Episode Overview
Podcast: The Slowdown: Poetry & Reflection Daily
Episode: 1420 – “Losing the Band” by Ashley D. Escobar
Air Date: December 25, 2025
Host: Maggie Smith
This Christmas Day episode of The Slowdown centers on the themes of absence, memory, and longing during the holidays, using Ashley D. Escobar’s poem “Losing the Band” as a lens. Host Maggie Smith reflects on how traditions highlight both presence and absence among loved ones, and how poetry helps us process these emotional complexities. The episode offers listeners a meditation on missing people—those far away, those gone—and on finding connection across distance, especially on days dense with tradition.
Key Discussion Points & Insights
The Emotional Complexity of Holiday Traditions
[01:09 – 03:20]
- Maggie Smith opens with personal meditation on Christmas, highlighting the bittersweet mix of togetherness and absence.
- She speaks about the limitations of physical gatherings and the longing for those who can’t join—due to distance or because they’ve passed away.
- Traditions become “constants,” making the “variables”—those missing—more sharply felt:
“There are people dear to me who won’t be in that room or around the dining table... Some are no longer with us. Their absence, their distance from us, is felt all year round, but is more acute on holidays.” (Maggie Smith, 02:50)
- Describes efforts to bridge these absences—calls, texts, photos, Facetime—suggesting technology helps soothe, but never fully erases, the sting of distance.
Introducing the Poem and the Mood
[03:21 – 03:50]
- Maggie highlights the poem’s compact physical form, but its emotional resonance:
“Today’s poem is fairly compact in its form, the way it looks on the page, but it’s so full of distance. And where there’s distance, there’s longing.” (Maggie Smith, 03:40)
- She frames the reading as an exploration of yearning and the way poetry collapses time and distance.
Poem: “Losing the Band” by Ashley D. Escobar
[03:51 – 05:54]
- The poem is read in full by Maggie Smith.
- Evokes subtle but potent images of memory and separation—holiday impressions, unfinished rituals (like a present unwrapped), and repeated gestures of remembrance and longing.
- Notable lines from the poem:
“I should be somewhere three hours ahead from now.”
“I haven’t wrapped your present yet.”
“I kept your tulips in the icebox and the tambourine in the fireplace...”
“I’ll wait all night in 30 degrees if it means icicles on spidery branches and pure noise.” - The poem’s details—winter, keepsakes, missed opportunities—capture the ache of absence and the small ways we seek connection.
Notable Quotes & Memorable Moments
-
On the meaning of absence during holidays:
“Their absence, their distance from us, is felt all year round, but is more acute on holidays.

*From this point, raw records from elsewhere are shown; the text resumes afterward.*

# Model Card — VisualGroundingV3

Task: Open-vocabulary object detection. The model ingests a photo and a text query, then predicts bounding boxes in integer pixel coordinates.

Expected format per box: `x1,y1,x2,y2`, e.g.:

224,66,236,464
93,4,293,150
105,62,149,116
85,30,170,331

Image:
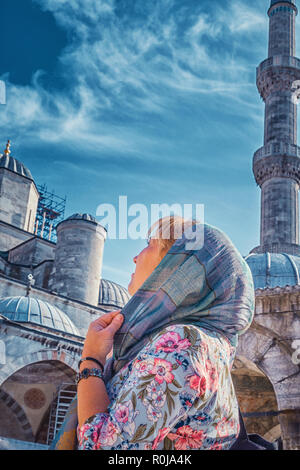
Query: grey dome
0,296,81,336
65,213,97,223
245,253,300,289
0,154,33,180
99,279,130,308
270,0,296,6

Like Christmas, traditions are constants, so the variables, the things that have changed, stand out all the more.”
(Maggie Smith, 02:55) -
On the poem’s resonance:
“But it’s so full of distance. And where there’s distance, there’s longing.”
(Maggie Smith, 03:44) -
From the poem:
“I won’t sleep on your side of the desk when you’re not here; we’ll hitchhike back to our world of air mail sailboats and wind-up toys and have teeth.”

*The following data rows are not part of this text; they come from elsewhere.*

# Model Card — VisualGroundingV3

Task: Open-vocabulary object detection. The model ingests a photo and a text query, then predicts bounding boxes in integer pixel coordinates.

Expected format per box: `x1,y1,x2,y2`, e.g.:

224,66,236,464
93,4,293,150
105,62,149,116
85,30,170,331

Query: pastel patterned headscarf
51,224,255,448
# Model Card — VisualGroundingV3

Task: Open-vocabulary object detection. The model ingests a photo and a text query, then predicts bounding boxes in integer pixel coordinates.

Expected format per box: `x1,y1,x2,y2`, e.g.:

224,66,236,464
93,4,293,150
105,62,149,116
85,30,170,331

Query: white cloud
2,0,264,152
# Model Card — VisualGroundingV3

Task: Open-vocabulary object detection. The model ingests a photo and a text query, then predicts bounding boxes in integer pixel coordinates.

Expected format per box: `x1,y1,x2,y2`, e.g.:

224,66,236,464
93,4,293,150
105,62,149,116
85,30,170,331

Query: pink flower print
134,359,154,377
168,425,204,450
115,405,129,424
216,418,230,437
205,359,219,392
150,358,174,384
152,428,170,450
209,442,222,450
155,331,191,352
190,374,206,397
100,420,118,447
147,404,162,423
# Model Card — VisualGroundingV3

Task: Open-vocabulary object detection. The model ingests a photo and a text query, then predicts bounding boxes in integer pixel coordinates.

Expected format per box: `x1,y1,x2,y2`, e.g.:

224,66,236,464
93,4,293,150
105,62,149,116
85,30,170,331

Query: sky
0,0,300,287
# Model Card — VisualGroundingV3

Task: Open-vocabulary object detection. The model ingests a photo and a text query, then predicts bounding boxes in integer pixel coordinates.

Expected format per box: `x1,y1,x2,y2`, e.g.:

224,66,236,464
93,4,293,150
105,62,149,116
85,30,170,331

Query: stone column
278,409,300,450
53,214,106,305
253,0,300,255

(Ashley D. Escobar, as read by Maggie Smith, 05:10) -
Closing emotional image:
“I’ll wait all night in 30 degrees if it means icicles on spidery branches and pure noise.”
(Ashley D. Escobar, 05:40)
Timestamps for Key Segments
- [01:09] – Maggie Smith’s reflection on Christmas, absence, and traditions.
- [03:40] – Framing of the poem “Losing the Band” and themes of distance and longing.
- [03:51 – 05:54] – Full reading of “Losing the Band” by Ashley D. Escobar.
- [05:55] – Brief outro and call to sign up for the newsletter.
Conclusion
This episode of The Slowdown offers a nuanced blend of reflection, memory, and poetic resonance, making it a rich companion for anyone grappling with the complexities of holidays and absence. Through gentle yet piercing observations, and a quietly powerful poem, listeners are encouraged to sit with their longing and honor both the presence and absence of loved ones.